BACKGROUND: Progression to hepatic fibrosis, and later to cirrhosis, is a well-established fact. Despite the advances in the diagnostic and therapeutic methods, this syndrome continues to be of difficult solution, especially when it is not possible to reverse the cause of cholestasis. The development of new therapeutic proposals is necessary in order to prevent the occurrence of hepatic fibrosis or cirrhosis.The present study, conducted on an experimental model of cholestasis induced by ligation of the common bile duct, was carried out in order to determine whether exclusion of the terminal ileum would reduced the development of hepatic fibrosis. There was no direct approach to the cause of cholestasis, but there was an intervention in the mechanisms of secretion and regulation of enterohepatic bile flow.

METHODS: Thirty-five female Wistar rats were divided into three groups: Group 1 was submitted only to laparotomy and laparorrhaphy, Group 2 to ligation of the common bile duct, and Group 3 to ligation of the common bile duct in combination with resection of the terminal ileum, with reconstruction of intestinal transit by means of an ileum-ascending colon anastomosis. After 30 days the animals were killed and the liver of each rat was removed for histological analysis.

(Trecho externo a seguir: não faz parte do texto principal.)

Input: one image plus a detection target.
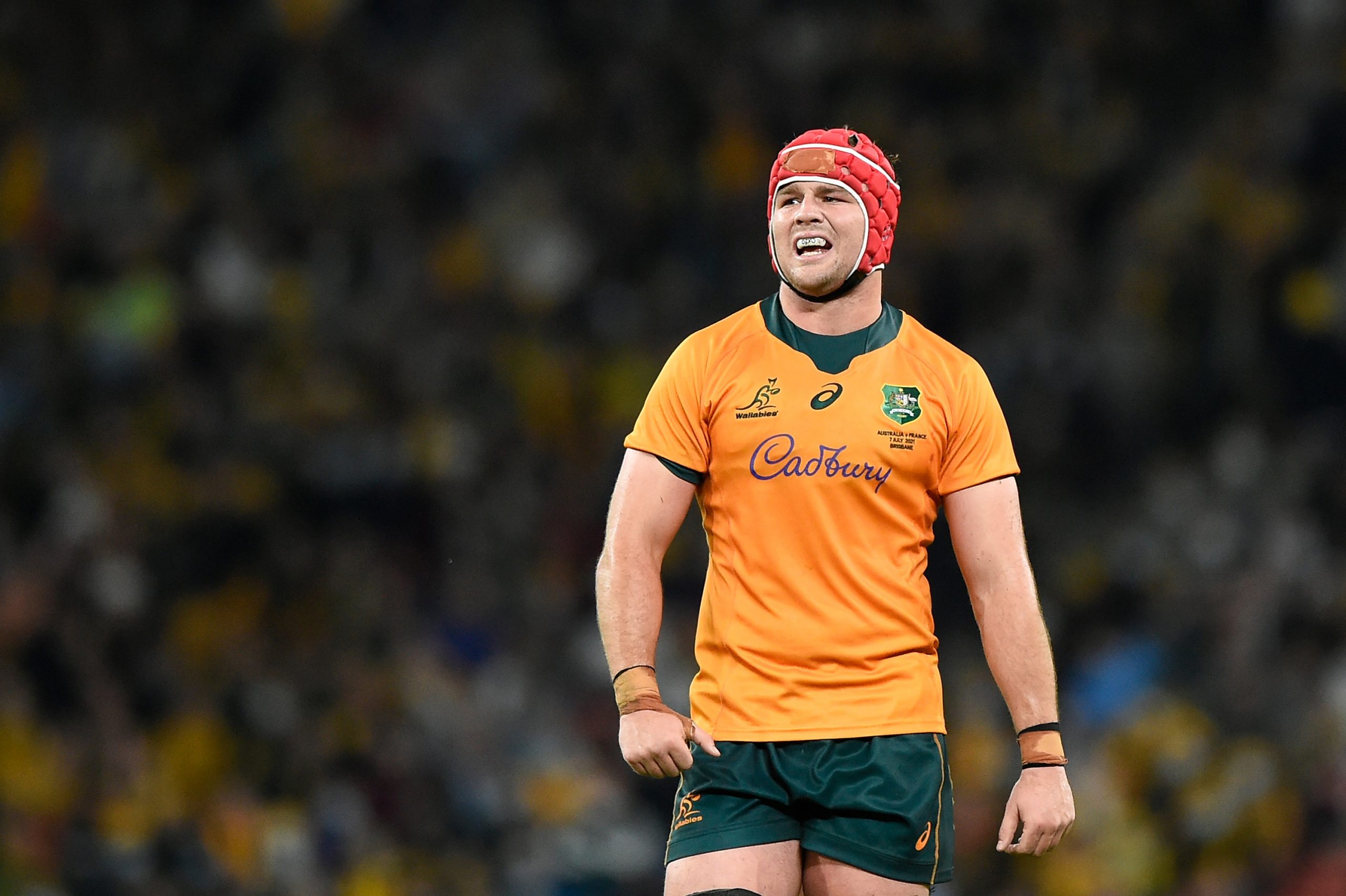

RESULTS: The results were analyzed the Kruskal-Wallis test, with the level of significance set at 95 % (p < 0.05). Hepatic fibrosis, but not cirrhosis, was detected in Groups 2 and 3. Group 3 presented less marked fibrosis than Group 2.

CONCLUSION: We conclude that resection of the terminal ileum is associated with less marked histological alterations due to obstructive cholestasis in the liver of female rats.

Key words: Liver; Cholestasis extrahepatic; Liver cirrhosis; Common bile duct; Ileum.

INTRODUÇÃO

A bile é um dos principais veículos de excreção de metabólitos e de drogas do organismo. Entre as substâncias acumuladas no fígado durante a colestase, os ácidos biliares são os mais nocivos, por sua atividade detergente sobre a membrana do hepatócito e de organelas citoplasmáticas. A mais temível complicação da colestase é a fibrose hepática, que pode evoluir para cirrose e para insuficiência hepática1.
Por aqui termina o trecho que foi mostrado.